Il signor Tagomi ringraziò l’uomo della Missione Minerali Non Ferrosi e chiuse la comunicazione.
Mentre sorseggiava il tè suonò l’interfono. Si sentì la voce della signorina Ephreikian. «Signore, lei voleva inviare un messaggio al console tedesco.» Una pausa. «Vuole dettarmelo adesso?»
Già, si rese conto il signor Tagomi. Me ne ero dimenticato. «Venga nel mio ufficio,» disse.
Arrivò quasi subito, rivolgendogli un sorriso fiducioso. «Si sente meglio, signore?»
«Sì. Un’iniezione di vitamine mi è stata utile.» Rifletté. «Mi aiuti. Come si chiama il console tedesco?»
«L’ho annotato, signore. Freiherr Hugo Reiss.»

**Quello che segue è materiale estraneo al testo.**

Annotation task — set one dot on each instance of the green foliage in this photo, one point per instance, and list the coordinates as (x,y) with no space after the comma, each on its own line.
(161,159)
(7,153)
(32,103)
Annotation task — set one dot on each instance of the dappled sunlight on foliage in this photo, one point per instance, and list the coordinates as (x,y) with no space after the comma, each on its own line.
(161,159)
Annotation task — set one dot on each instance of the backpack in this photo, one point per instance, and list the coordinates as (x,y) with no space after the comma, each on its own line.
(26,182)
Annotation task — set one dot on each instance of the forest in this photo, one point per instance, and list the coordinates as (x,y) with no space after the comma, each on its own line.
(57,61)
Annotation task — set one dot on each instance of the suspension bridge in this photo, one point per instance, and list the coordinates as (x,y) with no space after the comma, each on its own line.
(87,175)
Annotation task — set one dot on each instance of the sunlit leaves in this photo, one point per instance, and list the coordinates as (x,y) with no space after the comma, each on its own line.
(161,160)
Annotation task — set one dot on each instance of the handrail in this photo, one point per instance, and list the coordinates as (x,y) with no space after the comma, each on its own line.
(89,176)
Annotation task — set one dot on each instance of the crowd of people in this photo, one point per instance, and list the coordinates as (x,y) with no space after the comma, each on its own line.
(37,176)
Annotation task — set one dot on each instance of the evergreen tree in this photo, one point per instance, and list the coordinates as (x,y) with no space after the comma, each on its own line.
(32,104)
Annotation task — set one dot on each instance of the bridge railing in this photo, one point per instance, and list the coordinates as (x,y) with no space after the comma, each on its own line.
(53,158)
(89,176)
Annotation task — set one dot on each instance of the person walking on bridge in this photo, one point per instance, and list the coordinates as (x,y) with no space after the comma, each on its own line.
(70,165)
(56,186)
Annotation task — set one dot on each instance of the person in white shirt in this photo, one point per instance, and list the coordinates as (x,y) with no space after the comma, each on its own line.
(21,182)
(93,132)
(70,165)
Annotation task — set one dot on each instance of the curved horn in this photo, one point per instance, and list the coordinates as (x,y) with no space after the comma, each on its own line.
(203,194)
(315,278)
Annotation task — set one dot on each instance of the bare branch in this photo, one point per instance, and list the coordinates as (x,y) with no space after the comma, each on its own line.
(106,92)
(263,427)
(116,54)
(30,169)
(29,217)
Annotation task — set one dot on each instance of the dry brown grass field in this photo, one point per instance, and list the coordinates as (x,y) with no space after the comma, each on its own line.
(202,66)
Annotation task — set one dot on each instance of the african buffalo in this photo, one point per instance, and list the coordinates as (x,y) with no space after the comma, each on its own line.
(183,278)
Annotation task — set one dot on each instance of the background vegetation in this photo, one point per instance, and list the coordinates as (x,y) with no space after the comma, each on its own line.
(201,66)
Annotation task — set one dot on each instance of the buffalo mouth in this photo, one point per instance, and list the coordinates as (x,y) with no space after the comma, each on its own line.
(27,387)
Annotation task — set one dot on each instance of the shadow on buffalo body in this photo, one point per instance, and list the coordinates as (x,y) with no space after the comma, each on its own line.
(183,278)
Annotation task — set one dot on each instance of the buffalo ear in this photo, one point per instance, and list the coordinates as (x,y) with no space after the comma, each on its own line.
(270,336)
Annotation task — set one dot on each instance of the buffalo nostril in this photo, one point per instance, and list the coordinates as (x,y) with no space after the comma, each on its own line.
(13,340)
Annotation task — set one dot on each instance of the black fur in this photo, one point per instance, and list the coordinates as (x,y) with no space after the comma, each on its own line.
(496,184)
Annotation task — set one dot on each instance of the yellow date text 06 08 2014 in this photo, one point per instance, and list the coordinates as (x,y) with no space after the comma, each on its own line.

«Mein Herr,» cominciò il signor Tagomi. «Ci è giunta la dolorosa notizia della scomparsa del suo capo, Herr Martin Bormann. Mentre scrivo queste parole, le lacrime rigano il mio volto. Quando ripenso alle coraggiose imprese affrontate da Herr Bormann per garantire la sicurezza del popolo tedesco dai suoi nemici, sia in patria che all’estero, così come le misure severissime adottate contro i vigliacchi e i traditori, pronti a minare la visione cosmica di tutto il genere umano, nella quale le razze nordiche dai capelli biondi e dagli occhi azzurri, dopo ere immemorabili, si sono lanciate in tutta…» Si interruppe. Non c’era verso di concludere. La signorina Ephreikian fermò il registratore, e attese.
«Questi sono grandi tempi,» disse lui.
«Devo registrare, signore? È questo il messaggio?» Dubbiosa, riattivò il registratore.
«Stavo parlando con lei,» disse il signor Tagomi.
La ragazza sorrise.
«Mi faccia risentire quello che ho detto,» disse il signor Tagomi.
Il nastro tornò indietro velocemente. Poi sentì la sua voce, sottile e metallica, che usciva dall’altoparlante da due pollici. «…affrontate da Herr Bormann per garantire la sicurezza…» Ascoltò quello squittio da insetto che proseguiva in modo vacuo. Scampoli e frammenti corticali, pensò.
«Ho la conclusione,» disse, quando il nastro cessò di girare, «…determinazione di esaltarsi e immolarsi, per conquistare un posto nella storia dal quale nessuna forma di vita potrà scacciarle, non importa che cosa potrà accadere.» Fece una pausa. «Siamo tutti insetti,» disse alla signorina Ephreikian. «Che brancolano verso qualcosa di terribile o di divino. Non è d’accordo?» Si inchinò. La signorina Ephreikian, seduta con il suo registratore, rispose a sua volta con un inchino appena accennato.
«La faccia partire,» le disse. «La firmi eccetera. Corregga pure le frasi, se vuole, in modo che abbiano un significato.» Mentre la ragazza stava per uscire dall’ufficio, lui aggiunse: «O in modo che non lo abbiano. Come preferisce.»